Segundo o professor de ciência política da Universidade de Brasília (UnB) Rodrigo Lentz, que estuda o pensamento político do militar brasileiro, além das responsabilidades individuais de militares que participaram dos atos golpistas do 8 de janeiro, as Forças Armadas, como um todo institucional, têm responsabilidade política em relação à invasão das sedes dos Três Poderes, em Brasília.
Em conversa com a Agência Brasil, órgão de imprensa do Governo, o professor disse que “o Exército tolerou e permitiu que esses indivíduos usassem a instituição para conspirar o golpe de Estado.
E essa responsabilidade política precisa ser cobrada a partir de reformas nas relações entre civis e militares e na criação de garantias de que isso não voltará a ocorrer”. Lentz, destaca que várias ações e omissões confirmam uma tolerância dos militares com o movimento golpista.
“Desde dar adesão mais ampla a um projeto político partidário, que foi o governo Bolsonaro, até a permissão de militares de alta patente da ativa ocuparem cargos de ministro de Estado.
Além disso, podemos falar da participação claudicante e de quase desestabilização do processo eleitoral a partir da atuação dos militares na comissão de fiscalização do TSE [Tribunal Superior Eleitoral], e também a posição em relação aos acampamentos”, enumerou.
A NOTA GOLPISTA
Lentz destacou a nota dos três comandantes das Forças Armadas – da Marinha, do Exército e da Aeronáutica – do dia 11 de novembro de 2022 intitulada “Às Instituições e ao Povo Brasileiro”. No texto, os comandantes condenaram “eventuais excessos” cometidos por manifestantes, mas sustentaram que os atos não constituíam qualquer crime.
“A nota dos comandantes, logo depois do final do resultado eleitoral, ao não reconhecer de forma aberta, clara e indubitável o resultado eleitoral, alimentou a sanha golpista.

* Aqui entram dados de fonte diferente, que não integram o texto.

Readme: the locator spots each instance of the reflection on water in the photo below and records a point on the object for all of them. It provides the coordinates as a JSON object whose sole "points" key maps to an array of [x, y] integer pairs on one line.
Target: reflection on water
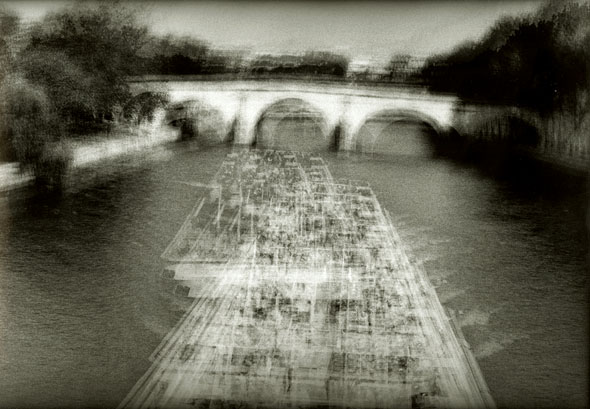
{"points": [[81, 308]]}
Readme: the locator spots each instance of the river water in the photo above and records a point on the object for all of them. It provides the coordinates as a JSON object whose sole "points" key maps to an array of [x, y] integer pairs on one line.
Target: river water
{"points": [[82, 308]]}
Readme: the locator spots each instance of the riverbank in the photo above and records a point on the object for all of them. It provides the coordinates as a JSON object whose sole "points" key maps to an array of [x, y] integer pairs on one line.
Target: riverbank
{"points": [[80, 153]]}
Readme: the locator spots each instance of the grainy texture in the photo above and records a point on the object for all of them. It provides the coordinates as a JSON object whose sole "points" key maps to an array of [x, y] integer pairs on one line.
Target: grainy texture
{"points": [[305, 297]]}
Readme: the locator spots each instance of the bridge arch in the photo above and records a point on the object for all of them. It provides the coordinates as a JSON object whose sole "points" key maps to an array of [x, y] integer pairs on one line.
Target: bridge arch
{"points": [[196, 118], [143, 106], [274, 116], [369, 131]]}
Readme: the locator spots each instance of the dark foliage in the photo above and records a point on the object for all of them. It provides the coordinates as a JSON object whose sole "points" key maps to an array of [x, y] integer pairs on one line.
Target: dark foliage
{"points": [[541, 62]]}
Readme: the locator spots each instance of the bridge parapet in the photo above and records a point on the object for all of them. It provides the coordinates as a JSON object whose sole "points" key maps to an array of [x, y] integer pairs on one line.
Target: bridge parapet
{"points": [[343, 108]]}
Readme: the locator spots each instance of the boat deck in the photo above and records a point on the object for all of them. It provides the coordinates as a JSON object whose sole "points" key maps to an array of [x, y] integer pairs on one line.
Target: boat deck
{"points": [[303, 297]]}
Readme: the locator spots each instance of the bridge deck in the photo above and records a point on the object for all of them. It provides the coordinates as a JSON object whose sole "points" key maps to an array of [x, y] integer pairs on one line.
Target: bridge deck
{"points": [[303, 297]]}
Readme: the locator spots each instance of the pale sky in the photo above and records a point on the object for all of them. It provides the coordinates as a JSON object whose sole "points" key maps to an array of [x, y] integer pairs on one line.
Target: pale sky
{"points": [[355, 28]]}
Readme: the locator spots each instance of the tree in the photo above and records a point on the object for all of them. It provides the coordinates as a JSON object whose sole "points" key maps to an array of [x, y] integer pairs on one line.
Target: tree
{"points": [[31, 124], [101, 44]]}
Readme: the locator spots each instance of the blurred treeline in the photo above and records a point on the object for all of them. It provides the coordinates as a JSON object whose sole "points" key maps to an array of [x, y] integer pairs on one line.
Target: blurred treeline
{"points": [[66, 75], [540, 62]]}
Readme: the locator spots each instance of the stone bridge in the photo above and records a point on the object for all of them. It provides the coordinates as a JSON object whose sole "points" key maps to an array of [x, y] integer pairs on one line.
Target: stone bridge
{"points": [[237, 108]]}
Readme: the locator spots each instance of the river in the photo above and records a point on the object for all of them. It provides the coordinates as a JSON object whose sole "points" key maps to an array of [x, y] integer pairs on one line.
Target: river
{"points": [[82, 308]]}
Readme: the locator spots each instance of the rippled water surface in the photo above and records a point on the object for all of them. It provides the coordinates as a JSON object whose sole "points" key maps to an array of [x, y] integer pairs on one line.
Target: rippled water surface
{"points": [[81, 307]]}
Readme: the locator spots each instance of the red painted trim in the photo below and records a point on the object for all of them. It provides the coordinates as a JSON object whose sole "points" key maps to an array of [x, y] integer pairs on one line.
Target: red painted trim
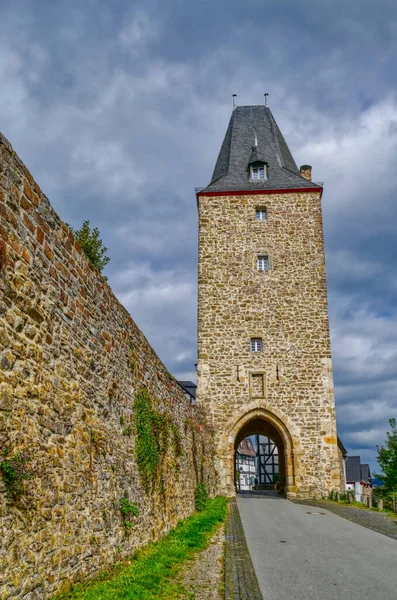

Ou seja, os comandantes da época alimentaram a sanha golpista, seja pelo discurso à nação a partir de uma nota oficial, seja a partir da permissão e de apoio aos acampamentos”, destacou o especialista.
“Quando um capitão e vários generais e oficiais defendem a ditadura de 64, negando as graves violações dos direitos humanos que ocorreram no período, e quando esses militares voltam ao poder, eles vão tentar naturalmente o golpe de Estado para se manter no poder.”
MUCIO, PAZ E AMOR
Na avaliação do ministro da Defesa, José Múcio, e do ministro interino da Justiça e Segurança Pública, Ricardo Cappelli, é preciso separar os indivíduos das instituições.
Em declarações à imprensa, Múcio defendeu que alguns militares cometeram irregularidades em relação ao 8 de janeiro, mas que a instituição não teria apoiado a aventura golpista.
Matéria publicada pela Revista Sociedade Militar mostra trechos da entrevista do Ministro da Defesa, em que ele, ao ser questionado sobre as eventuais responsabilidades dos militares no movimento de 8 de janeiro, diz que torce “muito para que as investigações encontrem os culpados.
Para as Forças Armadas, é fundamental, para que essa névoa de suspeição que paira sobre os militares se dissipe. Precisamos dos nomes, para puni-los.”